The above are important questions to ask, largely because many of us think that talk about God is irrelevant to talk about moral responsibility.
Our common sense regarding morality has been deeply shaped by thinkers from the era of the (European) Enlightenment, roughly 1750 onwards.
They worked very hard to divorce faith from reason, God from morality, the individual from the community, the natural from the supernatural.
As a theologian, I help students to know God and how all things relate to God.
This involves in part discerning where our "common sense" comes from.
This is a joyful task as the Christian faith relates all things to God, including moral responsibility.
It is also challenging. Many of us assume that the world, ourselves, and our obligations to one another interpret themselves.
But if God does love the world, as God does, then this remarkable statement determines the basic truth of things.
We cannot grasp the full significance of this shocking truth without reflection on how we conduct ourselves in a world that God loves.
Such consideration involves a few things.
First, to be morally aware means being taken over by a reality that transcends oneself, indeed all things.
That is God.
Faithful living is a matter of waking up to the reality and claim of God.
The moral life involves learning to trust, hope in, and, ultimately, love God, and all things in relationship to God.
Second, moral awareness is not something that we can give ourselves.
Left to ourselves, we misunderstand who we are.
We try to do things our way.
We want to be independent, autonomous, makers of a life in which it is impossible for either God or my neighbour to make any claims.
Who are we as human beings?
We are creatures created by God for a life of friendship and communion with God and with the neighbour in God.
At the heart of the moral life is prayer.
"Come Lord Jesus, Come."
When we pray, we begin to learn true freedom.
Prayer for the coming of God’s kingdom reshapes our freedom from within.
We slowly but surely become (by grace) a little less selfish, a little more holy, more oriented towards our neighbour and coming generations.
Moral thinking is not a matter of catching up with the times.
Moral awareness, rather, involves new creation.
At the heart of the moral life is the prayer that God would come to renew our sense of freedom from within.
John Donne, perhaps the greatest poet ever to write in English, prays, in his Divine Poems published in 1633: "Come and recreate mee, now growne ruinous."
As a Christian, I recognise I have "growne ruinous".
That is because I have turned away from God.
But, thankfully, God in Jesus Christ has not turned away from me.
I pray for recreation of myself from within.
I pray, furthermore, for the recreation of the whole cosmos, the world.

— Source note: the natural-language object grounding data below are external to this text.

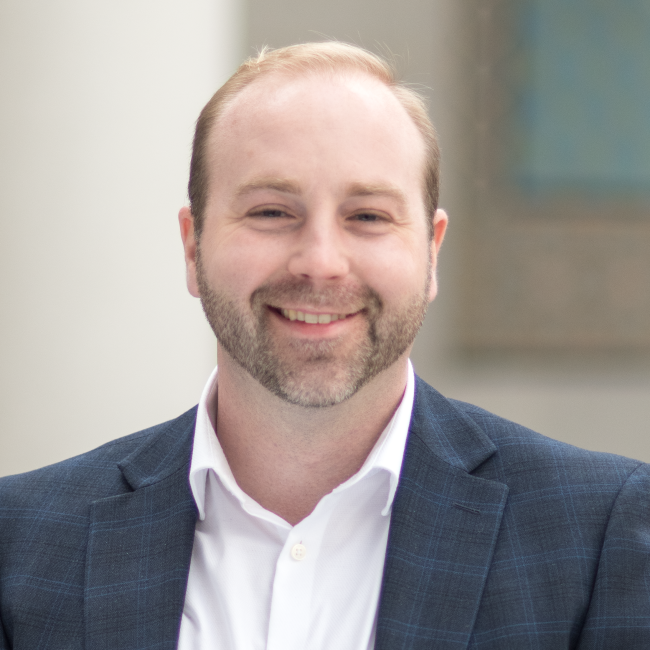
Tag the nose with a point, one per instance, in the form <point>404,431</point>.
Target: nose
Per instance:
<point>319,253</point>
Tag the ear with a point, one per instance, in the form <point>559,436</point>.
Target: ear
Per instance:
<point>186,222</point>
<point>440,220</point>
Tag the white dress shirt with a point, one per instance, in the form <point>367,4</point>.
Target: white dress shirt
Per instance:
<point>258,583</point>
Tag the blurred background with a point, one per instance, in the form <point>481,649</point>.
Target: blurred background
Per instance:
<point>543,111</point>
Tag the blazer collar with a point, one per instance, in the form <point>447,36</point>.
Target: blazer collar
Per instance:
<point>444,527</point>
<point>140,546</point>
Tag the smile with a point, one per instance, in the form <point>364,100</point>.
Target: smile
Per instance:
<point>320,319</point>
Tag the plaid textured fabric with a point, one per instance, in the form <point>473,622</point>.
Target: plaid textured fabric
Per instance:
<point>500,539</point>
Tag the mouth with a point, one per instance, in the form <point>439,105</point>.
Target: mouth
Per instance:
<point>311,318</point>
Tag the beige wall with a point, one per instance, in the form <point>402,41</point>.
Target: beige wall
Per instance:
<point>99,336</point>
<point>597,402</point>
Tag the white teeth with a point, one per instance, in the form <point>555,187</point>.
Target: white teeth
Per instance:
<point>322,319</point>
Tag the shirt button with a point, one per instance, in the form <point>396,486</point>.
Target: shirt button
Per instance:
<point>298,552</point>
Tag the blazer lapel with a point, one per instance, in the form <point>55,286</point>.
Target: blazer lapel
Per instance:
<point>444,526</point>
<point>140,546</point>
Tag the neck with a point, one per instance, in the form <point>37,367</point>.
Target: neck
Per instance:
<point>288,457</point>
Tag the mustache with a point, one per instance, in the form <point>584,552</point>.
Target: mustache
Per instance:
<point>338,298</point>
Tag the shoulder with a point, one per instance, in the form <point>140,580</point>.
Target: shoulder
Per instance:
<point>519,457</point>
<point>77,481</point>
<point>519,444</point>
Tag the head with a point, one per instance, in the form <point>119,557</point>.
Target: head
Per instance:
<point>313,230</point>
<point>328,57</point>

And I do so together with God’s people throughout the ages, the communion of saints.
Here in the devastated world there is hope, but it does not come from history.

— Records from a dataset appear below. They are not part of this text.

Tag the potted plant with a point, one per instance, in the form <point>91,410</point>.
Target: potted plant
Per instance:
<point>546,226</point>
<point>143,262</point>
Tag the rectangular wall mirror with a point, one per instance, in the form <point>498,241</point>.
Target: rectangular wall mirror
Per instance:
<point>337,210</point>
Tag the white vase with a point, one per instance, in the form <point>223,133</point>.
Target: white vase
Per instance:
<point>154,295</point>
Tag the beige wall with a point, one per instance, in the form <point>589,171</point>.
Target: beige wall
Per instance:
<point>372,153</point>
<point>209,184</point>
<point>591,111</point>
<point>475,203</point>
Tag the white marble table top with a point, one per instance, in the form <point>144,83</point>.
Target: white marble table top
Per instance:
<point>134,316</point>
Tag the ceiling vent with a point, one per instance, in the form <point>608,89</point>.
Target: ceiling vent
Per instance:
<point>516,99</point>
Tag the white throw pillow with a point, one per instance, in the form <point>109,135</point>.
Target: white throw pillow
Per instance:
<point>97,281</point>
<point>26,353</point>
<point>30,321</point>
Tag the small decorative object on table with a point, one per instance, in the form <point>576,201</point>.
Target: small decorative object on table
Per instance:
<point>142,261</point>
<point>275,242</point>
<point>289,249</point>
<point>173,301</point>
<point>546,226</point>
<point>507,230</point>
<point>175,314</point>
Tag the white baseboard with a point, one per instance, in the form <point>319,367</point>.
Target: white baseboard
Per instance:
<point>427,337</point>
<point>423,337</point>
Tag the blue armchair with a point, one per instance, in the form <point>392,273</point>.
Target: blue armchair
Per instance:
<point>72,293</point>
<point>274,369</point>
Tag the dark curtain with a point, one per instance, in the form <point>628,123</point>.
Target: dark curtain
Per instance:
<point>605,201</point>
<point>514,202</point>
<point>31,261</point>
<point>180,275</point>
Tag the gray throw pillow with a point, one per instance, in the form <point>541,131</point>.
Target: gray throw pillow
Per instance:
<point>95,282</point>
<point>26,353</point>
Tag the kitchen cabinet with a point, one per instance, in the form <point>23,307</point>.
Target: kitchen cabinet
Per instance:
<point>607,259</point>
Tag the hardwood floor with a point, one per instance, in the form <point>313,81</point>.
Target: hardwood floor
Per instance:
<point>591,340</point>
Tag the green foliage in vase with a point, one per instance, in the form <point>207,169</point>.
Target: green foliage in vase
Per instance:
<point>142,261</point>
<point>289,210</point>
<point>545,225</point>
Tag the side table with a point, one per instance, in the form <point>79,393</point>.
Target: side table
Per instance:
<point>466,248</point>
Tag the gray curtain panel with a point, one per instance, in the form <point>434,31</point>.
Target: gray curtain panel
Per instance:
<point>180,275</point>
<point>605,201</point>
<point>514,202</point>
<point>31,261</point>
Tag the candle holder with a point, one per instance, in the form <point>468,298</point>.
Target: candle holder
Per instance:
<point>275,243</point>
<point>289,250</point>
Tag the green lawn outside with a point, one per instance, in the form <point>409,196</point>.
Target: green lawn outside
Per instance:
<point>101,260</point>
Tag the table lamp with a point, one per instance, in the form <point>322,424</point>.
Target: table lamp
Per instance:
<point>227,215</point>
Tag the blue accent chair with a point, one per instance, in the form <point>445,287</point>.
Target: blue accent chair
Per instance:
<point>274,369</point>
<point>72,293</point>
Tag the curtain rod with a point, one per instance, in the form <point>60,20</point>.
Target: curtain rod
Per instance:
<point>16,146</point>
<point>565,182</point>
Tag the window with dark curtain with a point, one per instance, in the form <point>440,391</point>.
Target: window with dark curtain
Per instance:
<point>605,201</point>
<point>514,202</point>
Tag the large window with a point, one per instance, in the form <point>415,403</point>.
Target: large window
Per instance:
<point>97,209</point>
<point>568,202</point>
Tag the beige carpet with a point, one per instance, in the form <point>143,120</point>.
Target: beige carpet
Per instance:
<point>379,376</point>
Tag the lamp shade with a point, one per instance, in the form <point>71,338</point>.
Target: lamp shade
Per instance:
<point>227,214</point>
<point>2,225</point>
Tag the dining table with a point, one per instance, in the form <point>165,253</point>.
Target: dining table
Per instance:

History cannot in and of itself free us to be competent moral subjects.
Only God can.
Amazingly, God does.
God promises to free us for responsible moral action when we call upon him.
God does so in and through the powerful working of the Holy Spirit.
Yes, moral responsibility is about how we conduct ourselves in a world that God loves and has promised to radically renew.
Moral thinking receives direction from God.
God, Jews and Christians maintain, is goodness itself.
The moral life involves living in light of and out of the fullness of what is.
- The Rev Dr Christopher Holmes is a senior lecturer in the department of theology and religion at the University of Otago.
Comments
I am happy to learn that God loves the World. This indicates that God will not End the World, as prophesied in fanciful, metaphoric eschatology 'Revelation'. Good news.
The Salvation Army, which has become social activist, used to be 'In the World, but not Of the World'. Tell it to the, er, Judges. Sallies were thrown in clink for praying brass loudly in Milton in the C19th.
Christopher, I admire your blueprint for living morally and worldly. Some cannot do both, and would fare well in monastery life, making libraries and wine, tending orchards and bees. In England, at least, the State Religion largely nobbled that monastic life.
Haven't had my tangential say, which does not address your actual points, I'd like to add that morality may not need to be faith based. Conscience will deter immorality/amorality. The conscienceless are nutters, who will be deterred by social norms.